Periodo greco e romano. Gli Illiri sono ricordati dagli storici greci Demostene e Strabone come popolazioni di grande valore militare, valore che tuttavia non impedì la sottomissione da parte dei romani nel 148 a.C. e quindi la costituzione della provincia dell’Illyricum che ebbe come capoluogo Apollonia. Nei secoli successivi l’Albania rappresentò così una regione di passaggio tra provincie occidentali e orientali dell’Impero Romano: la via Egnatia, infatti, costitutiva un prolungamento della via Appia (che collegava Roma a Brindisi) e, passando per Durazzo e Apollonia, attraverso Macedonia e Grecia, raggiungeva prima Tessalonica e poi Costantinopoli. Dal momento della divisione dell’Impero (395 d.C.) l’Illyricum condivise per secoli i destini dell’Impero Romano d’Oriente e quindi di Bisanzio.

Le invasioni. Questa terra di confine fu poi invasa da Visigoti, Unni, Ostrogoti, Slavi e infine Veneziani prima di passare sotto gli Ottomani dal 1478 per quasi cinque secoli. L’indipendenza fu dichiarata solo il 28 novembre 1912 approfittando del fatto che l’Impero Ottomano era occupato nel conflitto turco-italiano per il controllo della Libia e in guerra contro la Lega balcanica di cui facevano parte il Regno del Montenegro, Bulgaria, Serbia e Grecia.

Lotta per l'indipendenza. I leader dell’indipendenza, tra cui va ricordato il primo presidente della Repubblica albanese Ismail Kemal (1844-1919), quando già si preannunciavano i venti di guerra che avrebbero portato al primo conflitto mondiale prevedendo la probabile fine dell’Impero Ottomano si affrettarono a delineare i confini dello Stato temendo di entrare a far parte delle spartizioni a vantaggio dei vincitori. Si trattò di una decisione lungimirante, anche se, al termine del conflitto, alcune zone di lingua albanese furono annesse agli stati limitrofi (l’Epiro diventò regione greca mentre il Kosovo e la Macedonia divennero parte della Jugoslavia). Al termine della guerra, l’Albania fu istituita come monarchia con il re Zog I, poi occupata dall’esercito di Mussolini e nel 1939 annessa all’Italia.
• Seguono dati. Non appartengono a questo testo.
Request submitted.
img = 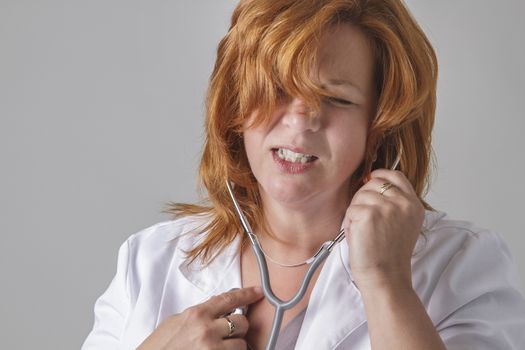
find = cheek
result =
[332,116,368,164]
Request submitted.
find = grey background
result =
[0,0,525,349]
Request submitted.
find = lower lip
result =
[272,151,317,174]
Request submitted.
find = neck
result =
[258,187,350,263]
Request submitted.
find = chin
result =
[260,180,315,206]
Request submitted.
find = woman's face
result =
[244,24,376,207]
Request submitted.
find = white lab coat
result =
[82,212,525,350]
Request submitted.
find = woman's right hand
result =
[137,287,263,350]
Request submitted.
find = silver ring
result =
[379,182,394,195]
[224,316,235,338]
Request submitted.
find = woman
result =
[83,0,525,350]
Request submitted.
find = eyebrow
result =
[321,79,363,94]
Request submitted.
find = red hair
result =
[166,0,437,261]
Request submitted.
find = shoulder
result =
[126,215,209,252]
[412,212,525,340]
[414,211,513,267]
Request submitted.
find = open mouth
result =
[272,148,318,164]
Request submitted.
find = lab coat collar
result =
[178,228,241,296]
[296,240,366,349]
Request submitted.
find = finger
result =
[223,338,248,350]
[361,177,405,200]
[213,315,249,338]
[370,169,414,193]
[202,287,264,318]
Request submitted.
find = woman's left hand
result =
[343,169,425,289]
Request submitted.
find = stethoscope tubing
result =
[226,181,344,350]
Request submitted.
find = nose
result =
[281,98,321,132]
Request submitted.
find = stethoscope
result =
[226,148,402,350]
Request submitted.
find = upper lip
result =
[272,145,317,157]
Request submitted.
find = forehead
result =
[317,23,374,91]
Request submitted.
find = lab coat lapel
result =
[157,233,241,324]
[296,240,366,350]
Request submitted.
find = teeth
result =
[277,148,314,164]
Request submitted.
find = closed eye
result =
[325,96,354,107]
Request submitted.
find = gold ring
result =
[379,182,394,195]
[224,316,235,338]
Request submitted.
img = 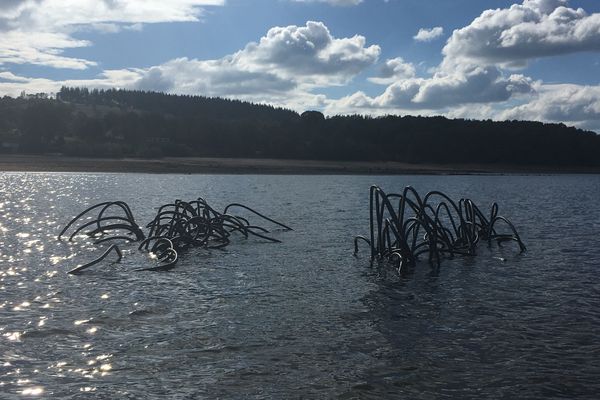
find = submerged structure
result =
[354,186,526,271]
[58,198,292,274]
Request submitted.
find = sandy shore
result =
[0,154,600,175]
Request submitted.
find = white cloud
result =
[0,21,381,111]
[327,0,600,129]
[329,67,533,113]
[133,21,380,109]
[368,57,416,85]
[499,84,600,131]
[0,69,141,97]
[0,0,224,69]
[413,26,444,42]
[442,0,600,68]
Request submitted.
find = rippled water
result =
[0,173,600,399]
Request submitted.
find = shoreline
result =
[0,154,600,175]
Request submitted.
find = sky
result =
[0,0,600,132]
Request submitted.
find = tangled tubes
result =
[58,198,292,273]
[354,186,526,270]
[58,201,146,244]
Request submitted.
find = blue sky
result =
[0,0,600,132]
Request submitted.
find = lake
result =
[0,173,600,399]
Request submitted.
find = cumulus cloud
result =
[368,57,416,85]
[499,84,600,131]
[442,0,600,68]
[413,26,444,42]
[138,21,380,98]
[0,21,381,110]
[0,0,224,69]
[0,69,141,97]
[239,21,381,86]
[328,0,600,117]
[329,67,533,112]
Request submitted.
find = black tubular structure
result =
[58,198,292,274]
[354,186,526,270]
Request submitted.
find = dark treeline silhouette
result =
[0,88,600,166]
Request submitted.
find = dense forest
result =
[0,88,600,166]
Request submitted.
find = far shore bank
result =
[0,154,600,175]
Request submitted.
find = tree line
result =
[0,87,600,166]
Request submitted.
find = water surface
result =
[0,173,600,399]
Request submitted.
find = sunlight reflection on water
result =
[0,173,600,399]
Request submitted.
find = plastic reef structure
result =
[354,186,526,271]
[58,198,292,274]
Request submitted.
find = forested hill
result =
[0,88,600,166]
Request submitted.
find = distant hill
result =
[0,88,600,166]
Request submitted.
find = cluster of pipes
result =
[58,198,292,274]
[58,186,526,274]
[354,186,526,271]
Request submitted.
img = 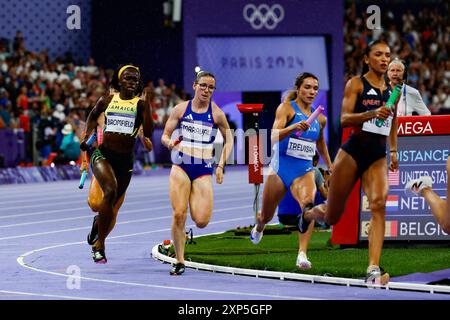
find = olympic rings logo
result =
[243,3,284,30]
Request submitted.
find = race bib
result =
[105,112,135,134]
[180,121,213,142]
[286,138,316,160]
[363,116,393,136]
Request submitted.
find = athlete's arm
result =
[270,102,310,144]
[139,88,155,139]
[139,125,153,152]
[388,100,398,171]
[80,95,113,151]
[341,77,391,128]
[316,114,333,171]
[161,101,185,150]
[213,103,234,169]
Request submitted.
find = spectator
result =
[387,59,431,116]
[54,123,81,164]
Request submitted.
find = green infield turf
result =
[180,226,450,278]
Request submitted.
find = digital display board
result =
[359,120,450,240]
[197,36,330,91]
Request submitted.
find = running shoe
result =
[87,215,98,246]
[298,203,314,233]
[405,176,433,196]
[250,224,263,244]
[296,251,312,270]
[92,249,108,264]
[365,266,390,286]
[170,263,186,276]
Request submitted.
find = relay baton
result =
[173,136,183,147]
[375,84,402,127]
[78,132,97,189]
[295,105,325,137]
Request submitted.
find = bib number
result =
[286,138,316,160]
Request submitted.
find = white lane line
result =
[0,187,250,215]
[17,215,319,300]
[0,290,104,300]
[0,172,247,200]
[0,197,252,228]
[0,205,253,241]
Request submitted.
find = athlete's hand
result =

Seconda guerra mondiale e l'avvento del comunismo. Durante il secondo conflitto divenne una testa di ponte di Italia e Germania contro la Grecia e la Jugoslavia, ma nel 1944 il fronte nazionale di liberazione antifascista riuscì, dopo un anno di resistenza, ad ottenere l’indipendenza che vide la salita al potere del partito comunista guidato da Enver Hoxha (1908-1985). Egli guidò il paese per quasi 50 anni, in un clima sempre crescente di auto-isolamento e di autarchia economica che indusse estrema povertà nella popolazione, fino al 1991 quando, dopo la caduta dei regimi comunisti dei paesi satelliti dell’Urss, l’Albania aprì i suoi confini alle nazioni occidentali.

I giorni nostri. La caduta del comunismo, negli anni Novanta, spinse migliaia di albanesi a cercare fortuna in Italia, Grecia ed Europa mentre lo sviluppo economico fu caratterizzato principalmente dalle attività del settore terziario, tra cui va ricordato il nascente turismo, e dell’edilizia oltre che dallo sfruttamento del sottosuolo (cromo, rame, carbone, petrolio e gas naturale).